Bölüm 5

6 1 0
                                    


BÖLÜM 5

Özledim...

Canının son parçasına bakıyor gözlerin

İstesen de istemesen de kara toprağa verecek ellerin

Toprağına sımsıkı sarıl da üşümesin sevdiğin

Bazen bir yorgan olur kalbin ve bedenin

Kemal Müdür hızlı adımlarla odasına doğru yürüyordu. Çalan telefonunun sesi tüm merkezde duyuluyordu neredeyse. Tam odasının kapısını açarken kenarda duran Müdür Kemal Düzgün tabelasına bakıp gülümsedi. Kemal Müdür'ün çocukluk hayaliydi polislik. Daha genç yaşında annesi ile babasını trafik kazasında kaybetse de hayalinden hiçbir zaman vazgeçmedi. Buraya kadar yükselmişken bu tarz bir olay şimdi onun koltuğunu sallandırıyordu. Koşarak gelmesine rağmen telefona da yetişememişti. İşlerin kötü gideceğinin farkındaydı ve buna hazır değildi. Tekrar dışarı çıktı ve ana büroya geldi. Gözleri Seda'yı arıyordu fakat göremedi. Ahmet'e sordu.

"Ahmet Seda nerede?"

"Adli Tıbba gitti Müdürüm."

"Peki Gamze?"

"O da sizin verdiğiniz isimleri araştırıyor."

"Sen ne yapıyorsun?"

"Şimdilik hiçbir şey Müdürüm."

"İyi gel benimle. "

Ahmet, ne olduğunu bilmeden takıldı Kemal Müdür'ün peşine. Birlikte odaya girdiler ve Kemal Müdür kapıyı kapatmaya çalıştı. Kapanmayınca da hiçbir şey olmamış gibi geçip yerine oturdu. Endişeli bir tavrı vardı ve bu da Ahmet'i kuşkulandırıyordu. "Geç otur" dedi Kemal Müdür. Ahmet'te büyük bir keyifle Kemal Müdür'ün karşısına oturdu.
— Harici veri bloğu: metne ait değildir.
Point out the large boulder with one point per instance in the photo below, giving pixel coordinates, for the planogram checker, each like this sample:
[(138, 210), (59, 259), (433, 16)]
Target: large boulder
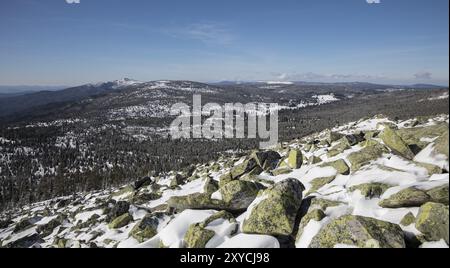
[(340, 166), (198, 235), (275, 210), (146, 181), (46, 229), (210, 186), (294, 159), (331, 136), (371, 190), (433, 221), (249, 166), (196, 201), (121, 221), (365, 155), (396, 143), (147, 227), (239, 194), (409, 197), (267, 160), (340, 147), (359, 231), (354, 139), (436, 153), (117, 210), (315, 214), (177, 180), (439, 194), (144, 197), (408, 219), (441, 145), (318, 183), (421, 136), (23, 225)]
Odasında bulunan koltuklar çok rahattı. Özelliklede siyah deri koltuk. "Bak Ahmet" diye başladı söze Kemal Düzgün. Sonra birkaç defa öksürdü. Kendisi de ne söyleyeceğini bilmiyordu aslında. Birkaç günlük sakalını kaşımaya başladı ama o da çare değildi. Tekrar söze atılmayı denediyse de başaramadı. Çaresiz bir biçimde boş boş bakarken masasının üzerinde duran mor kağıda takıldı gözü. Bu Kemal Müdür için bir anlam ifade ediyordu.
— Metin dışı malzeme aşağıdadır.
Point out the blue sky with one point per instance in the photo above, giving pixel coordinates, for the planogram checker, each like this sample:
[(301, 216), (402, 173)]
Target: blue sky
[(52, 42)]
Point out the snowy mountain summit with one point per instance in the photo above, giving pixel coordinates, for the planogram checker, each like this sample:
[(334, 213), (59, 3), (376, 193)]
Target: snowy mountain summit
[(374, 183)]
"Bak Ahmet senden ne isteyeceğim. Her ne kadar bilirkişiye göndermiş olsak da senden şu katilin yazdığı şiirler hakkında araştırma yapmanı istiyorum. Şiirler onun için büyük bir anlam ifade ediyor."
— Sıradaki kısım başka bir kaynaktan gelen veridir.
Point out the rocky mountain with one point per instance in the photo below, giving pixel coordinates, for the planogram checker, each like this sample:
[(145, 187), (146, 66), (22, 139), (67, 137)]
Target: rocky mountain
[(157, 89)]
Aralı olan kapı tıklatılınca ikisi de bir an ürktü.

"Sanırsam tam konuşmanın üzerine geldim."

İçeri giren Murat Türker'di. Yani bilindik adıyla ÇEREZ. Kemal Müdür ve Ahmet Kuleli, Murat'ı tanımadıkları için şaşkınlardı. Murat'ta kendini tanıtmamıştı daha. Onun gözlerinin içine bakıyorlardı. Murat biraz geçte olsa bunu fark etti.

"Müdür Bey, ben Murat Türker. Görev için geldim."

Kemal Müdür gözlerini şöyle bir kısmıştı. O da herkes gibi karşısında Murat Türker'i değil de Çerez'i bekliyordu. İlk bakışta çıkaramamıştı. Kafası da dağınıktı zaten. Ahmet tanıdığı için hemen ayağa kalktı. Hoş geldiniz dedi ince bir sesle. Kemal Müdür'de artık anlamıştı karşısındakinin Çerez olduğunu. O da sesini kibarlaştırdı.

"Kusura bakmayın tanıyamadım bir an. Buyurun, geçin oturun lütfen."

"Teşekkür ederim."

Kemal Müdür, bu olaya yukarıdakilerin baskılarından dolayı hoşnut olmasa da, Murat onun için bir misafirdi ve yüzündeki sahte gülümsemeyi korumalıydı. Ahmet ile Murat karşılıklı oturmuş onun yüzüne bakıyorlardı. Murat durumu fark ettiği için biraz daha aceleci davranıyordu.